Ces « voies multimodales d’enseignement/apprentissage de la littérature » (Lacelle et Boutin, 2015) suscitent un intérêt croissant depuis quelques années, notamment lorsqu’elles mettent en œuvre des nouvelles formes de multimodalités, et plus particulièrement des dispositifs numériques. Dans les cinq dernières années, deux dossiers, que j’ai eu l’opportunité de coordonner, ont déjà été consacrés au lien entre littérature et enseignement/apprentissage des langues : « Texte littéraire et enseignement des langues : pratiques de terrain » (n° 4/2017) et « Texte littéraire et enseignement des langues : enjeux formatifs » (n° 1/2018) et un dossier, dont j’ai assuré la coordination avec José Manuel Ruiz, s’est intéressé à « Littérature jeunesse et enseignement des langues » (n° 2/2019). La question de la multimodalité s’y trouvait évoquée : l’introduction du n° 1/2018 soulignait par exemple que les articles proposés se faisaient « l’écho des tendances actuelles de la didactique du texte littéraire en classe de langue », à savoir : « diversification des corpus, intérêt pour les littérature multimodales et numériques, pour les écritures plurilingues, prise en compte de la subjectivité des lecteurs, accent mis sur une réception “active” des textes », ou bien celle du n° 2/2019 soulignait l’intérêt de la littérature de jeunesse « dont les dimensions multimodales et transmédia offrent de nombreuses ressources pour l’enseignement des langues ».
Néanmoins, cette entrée multimodale, et numérique, dans les textes littéraires ne constituait alors qu’une piste – parmi d’autres. Ce n° 4/2022 présente un focus sur ces questions, et prend à bras-le-corps les enjeux qu’elle soulève : c’est ce qui en constitue l’intérêt, la nouveauté, et l’originalité. L’introduction offerte par Marie-Pascale Hamez propose une synthèse très documentée des travaux de recherche relatifs à la mobilisation de supports multimodaux et/ou numériques pour enseigner la littérature ; elle ouvre aussi de nouvelles pistes de réflexion, dans la mesure où elle s’intéresse au contexte particulier de la classe de langue, dont les travaux antérieurs n’ont pas nécessairement pris en compte les spécificités. Les huit articles du dossier donnent à lire des expériences qui témoignent de la diversité des associations possibles entre littérature, multimodalité, numérique et enseignement/ apprentissage des langues et, sans nul doute, vous y trouverez matière à découverte et réflexion.

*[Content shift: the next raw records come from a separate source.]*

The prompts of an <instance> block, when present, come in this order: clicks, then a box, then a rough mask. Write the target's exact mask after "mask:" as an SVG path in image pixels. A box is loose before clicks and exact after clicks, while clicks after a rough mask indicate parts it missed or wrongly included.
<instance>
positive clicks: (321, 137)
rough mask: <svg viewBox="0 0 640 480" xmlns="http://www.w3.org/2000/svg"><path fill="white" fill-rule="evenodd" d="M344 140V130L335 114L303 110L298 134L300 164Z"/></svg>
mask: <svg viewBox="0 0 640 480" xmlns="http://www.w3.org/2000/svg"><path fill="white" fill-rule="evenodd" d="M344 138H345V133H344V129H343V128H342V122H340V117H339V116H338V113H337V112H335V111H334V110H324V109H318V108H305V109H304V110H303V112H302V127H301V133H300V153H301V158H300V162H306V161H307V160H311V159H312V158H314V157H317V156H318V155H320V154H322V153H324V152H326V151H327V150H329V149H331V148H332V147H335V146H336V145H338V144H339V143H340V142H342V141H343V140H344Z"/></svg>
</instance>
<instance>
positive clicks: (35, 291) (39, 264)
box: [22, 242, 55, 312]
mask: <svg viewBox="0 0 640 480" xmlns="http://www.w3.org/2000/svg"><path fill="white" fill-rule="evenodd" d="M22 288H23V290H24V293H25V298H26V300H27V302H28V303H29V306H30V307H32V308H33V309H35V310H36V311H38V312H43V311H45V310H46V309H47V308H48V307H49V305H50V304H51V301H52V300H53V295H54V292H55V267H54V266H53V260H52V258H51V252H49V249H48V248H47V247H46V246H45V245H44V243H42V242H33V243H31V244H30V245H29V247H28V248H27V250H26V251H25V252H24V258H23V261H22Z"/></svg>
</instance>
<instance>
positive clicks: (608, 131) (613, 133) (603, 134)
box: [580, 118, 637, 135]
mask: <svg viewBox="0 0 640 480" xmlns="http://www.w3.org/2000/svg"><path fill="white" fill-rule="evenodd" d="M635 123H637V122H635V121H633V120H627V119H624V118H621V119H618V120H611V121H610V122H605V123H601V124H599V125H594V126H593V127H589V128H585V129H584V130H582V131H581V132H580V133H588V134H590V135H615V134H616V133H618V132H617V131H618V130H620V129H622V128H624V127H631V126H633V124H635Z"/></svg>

Enfin, ce numéro est l’occasion pour toute l’équipe de la revue de vous présenter nos meilleurs vœux, dans l’espoir que, malgré une actualité souvent sombre, cette nouvelle année vous apportera joie et sérénité. Notre prochain numéro (n° 1/23, à paraître en mars) nous permettra de renouer avec le calendrier habituel des Langues Modernes : il sera intitulé « L’enseignement de l’arabe dans les établissements français : bilan et perspectives ». Le coordination en est assurée par Marie-Hélène Avril.
Je vous souhaite une excellente lecture.